Finding IVAW and other dissenting veterans’ groups, like Veterans for Peace and Vietnam Veterans Against the War, was like being introduced to a team I hadn’t known I was already on. With their guidance and encouragement, I learned more and more of the truth whose surface I’d barely scratched as a miserable, demoralized soldier, and I finally allowed that truth to infuse my whole life. I used my GI Bill funds for a bachelor’s degree in Near Eastern studies at UC Berkeley; after years of helplessly observing the War on Terror, I was at last able to dive deep into its history and context, and to learn Arabic, a language I’d unconsciously associated with the conflict.
It was fellow dissenting vets who drew my attention to the Occupy movement in the Bay Area. Once I saw connections between Wall Street, the police state, and what I learned to call the military-industrial complex, I couldn’t unsee them. It felt achingly obvious that it was time to use my “journalism” training to actually inform. I would dedicate myself to seeking out truth wherever it lurks, and to staying brave enough to speak, write, and even sing it; once I learned some chords on the ukulele, I was delighted to find that if I could make my opinions about the war into catchy, rhyming lyrics, people would not only listen to me but sing along too.
Over the following years, the world of new possibilities I’d been looking for as a naïve recruit rolled out beneath my feet, bringing with it countless ways to voice my ever-deepening discontent with a status quo that convinces well-meaning teenagers to die and kill other teenagers they don’t know, on the orders of generals who will never even remember their names, for the sake of paying for an education that their taxes ought to buy—or worse, for the sake of being an upstanding patriot.

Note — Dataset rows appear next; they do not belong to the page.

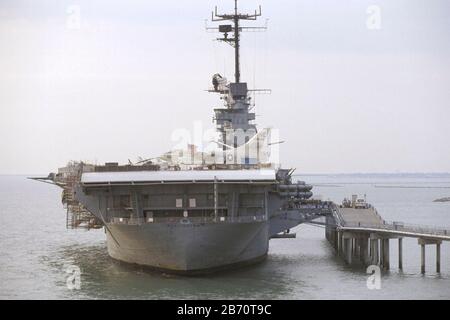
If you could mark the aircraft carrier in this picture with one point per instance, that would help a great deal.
(195, 211)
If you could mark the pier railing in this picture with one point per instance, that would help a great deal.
(400, 227)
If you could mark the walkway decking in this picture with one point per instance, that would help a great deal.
(362, 236)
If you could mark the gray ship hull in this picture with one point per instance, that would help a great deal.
(189, 248)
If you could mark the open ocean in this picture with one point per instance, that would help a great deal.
(36, 248)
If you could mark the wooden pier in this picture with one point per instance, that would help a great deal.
(361, 236)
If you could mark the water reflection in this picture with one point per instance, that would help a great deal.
(105, 278)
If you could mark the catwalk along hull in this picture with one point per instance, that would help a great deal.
(191, 247)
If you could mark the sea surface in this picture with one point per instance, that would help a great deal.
(36, 250)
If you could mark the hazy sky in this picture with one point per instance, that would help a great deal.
(350, 94)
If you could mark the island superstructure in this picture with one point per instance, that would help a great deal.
(194, 211)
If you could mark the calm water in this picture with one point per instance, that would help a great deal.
(35, 249)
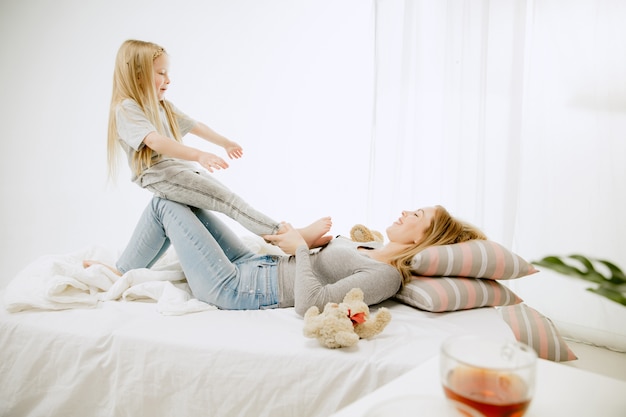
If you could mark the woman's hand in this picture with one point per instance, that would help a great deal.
(211, 161)
(288, 240)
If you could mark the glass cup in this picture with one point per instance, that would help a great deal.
(496, 377)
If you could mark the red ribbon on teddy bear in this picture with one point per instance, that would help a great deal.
(356, 318)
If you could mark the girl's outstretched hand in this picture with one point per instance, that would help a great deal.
(288, 241)
(211, 161)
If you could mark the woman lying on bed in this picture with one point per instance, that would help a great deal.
(222, 271)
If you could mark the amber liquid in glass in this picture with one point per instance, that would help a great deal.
(492, 393)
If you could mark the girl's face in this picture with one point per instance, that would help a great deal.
(161, 67)
(411, 227)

Throughout the last decade and more, I’ve written these thoughts into stories, songs, poems, prose, performance pieces, and tattoos prominently displayed on my body. I’ve told them to high school students, fellow veterans, paying audiences, angry mobs, random strangers, brutal police officers in several states, my own unaccepting grandmother, and so many more. My words have been applauded by plenty of my peers, but they’ve also been heckled, booed, silenced, and ignored. My path has been rocky, but I’m at last able to stand freely in the reality I see. Not only is it the firmest ground I’ve ever stood on, but others are always joining me, sometimes even thanking me for helping them feel seen and heard for the first time.

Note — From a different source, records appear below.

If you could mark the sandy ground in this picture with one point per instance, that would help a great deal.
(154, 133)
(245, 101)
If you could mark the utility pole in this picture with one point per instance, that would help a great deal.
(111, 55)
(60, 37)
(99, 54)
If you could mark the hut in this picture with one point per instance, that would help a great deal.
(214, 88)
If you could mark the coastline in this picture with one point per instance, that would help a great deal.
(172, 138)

I can’t speak to the value of dissent in general, or even of my own, other than to compare it to the value of clean air or water. When we keep our heads down, follow orders, and allow ourselves to be killers or be killed, we lose our humanity. When we refuse—by raising our heads, looking each other in the eyes, lifting one another up, and bellowing in one voice a resounding FUCK THIS!—that’s when we reclaim it.